С мыса Дровяного пришел моторный катер „Ленинец“ и привез сведения о „Микояне“. Теплоход стоит и принимает грузы с иностранных пароходов. Выгружают большие машины, каждое место по 15—20 тонн весу и это создает задержку, так как краны лихтера не обладают большой мощностью.
Расчет Петухова относительно скорого возвращения теплохода не оправдался. Он закончит погрузку по предположению Лопарева лишь к 20 сентября. Таким образом и сроки нашего возвращения отодвигаются к зиме. Особого неудобства в этом не предвидится, однако ямальский сентябрь уже дает себя знать. По утрам довольно ощутительные заморозки, тундра белеет от инея. Дни холодные даже в хорошую погоду. И она — хорошая нас не балует.
В большинстве — ветер, дождь, ненастье. Это так надоело, что Омск — суровый сибирский Омск — вспоминается, точно Крым или южная Одесса. Там солнце, там сентябрь и даже часть октября еще тепло. Из Семипалатинска прибыли горы арбузов и дынь. Там свежий картофель, свежая капуста, молоко. Там все, по чем мы соскучились за эти 14 полярных месяцев.
Суровый и неприветный Ямал надоел работникам фактории.
Мысль и мечтанья опережают „Микоянов“ ход — бегут к родному очагу с неудержимой силой, помимо воли.
У меня болезнь отняла ноги. Они плохо ходят и сердце еще хуже работает.
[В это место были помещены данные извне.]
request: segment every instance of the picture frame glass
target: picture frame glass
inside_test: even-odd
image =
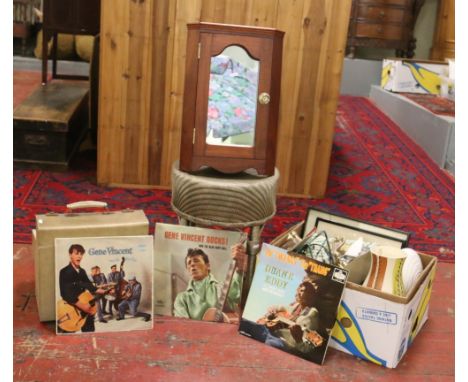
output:
[[[375,245],[404,248],[408,245],[410,234],[404,231],[385,228],[361,220],[350,219],[315,208],[307,211],[302,236],[310,231],[325,231],[328,237],[344,237],[347,240],[363,238]]]

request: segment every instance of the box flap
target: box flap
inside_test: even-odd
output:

Какая это обида — вернуться домой инвалидом! И притом не по собственной вине и не по вине природы — она создала тело прочным и выносливым. Инвалидность пришла, благодаря неудачно сложившимся условиям жизни и по причине отвратительного отношения снабженцев к своим обязанностям. Так сказать, за грехи чужого дяди.
НАРОЖДАЮЩИЕСЯ ПРОМЫСЛЫ
На „Ленинце“ прибыл ихтиолог Юданов, закончивший исследовательские работы на севере Обской губы. Результаты работы весьма интересны. Оказывается, устье губы довольно богато рыбой. Там могут быть организованы промыслы моксуна, селедки, камбалы и некоторых других пород северной рыбы. Осетра Юданов не встретил.
По соображениям этого настойчивого и опытного полярного рыбоисследователя, для эксплоатации северо-обских промыслов необходимо сбить местных промышленников-ненцев в артели, снабдить их рыболовными снастями. Забрасывать же специальные отряды рыбаков из центра нет расчета. Добыча не оправдает затрат, так как дорогие сорта рыбы отсутствуют.
Тоже и у нас на Тамбее.
Только организация туземно-промышленных артелей даст рентабельный промысел.
Возможно ихтиолог прав.
Однако мне кажется странным это отсутствие приманчивого осетра. Прошлым летом, в наши неудачные опыты неводного лова на берегах фактории, мы находили в сетях осетровых мальков.
Следовательно, осетр здесь есть. Да и почему бы ему не быть, раз в Новом порту его видимо-невидимо. Новый порт от нас в 400 километрах и расположен в наших же или точнее в общих водах Обской губы.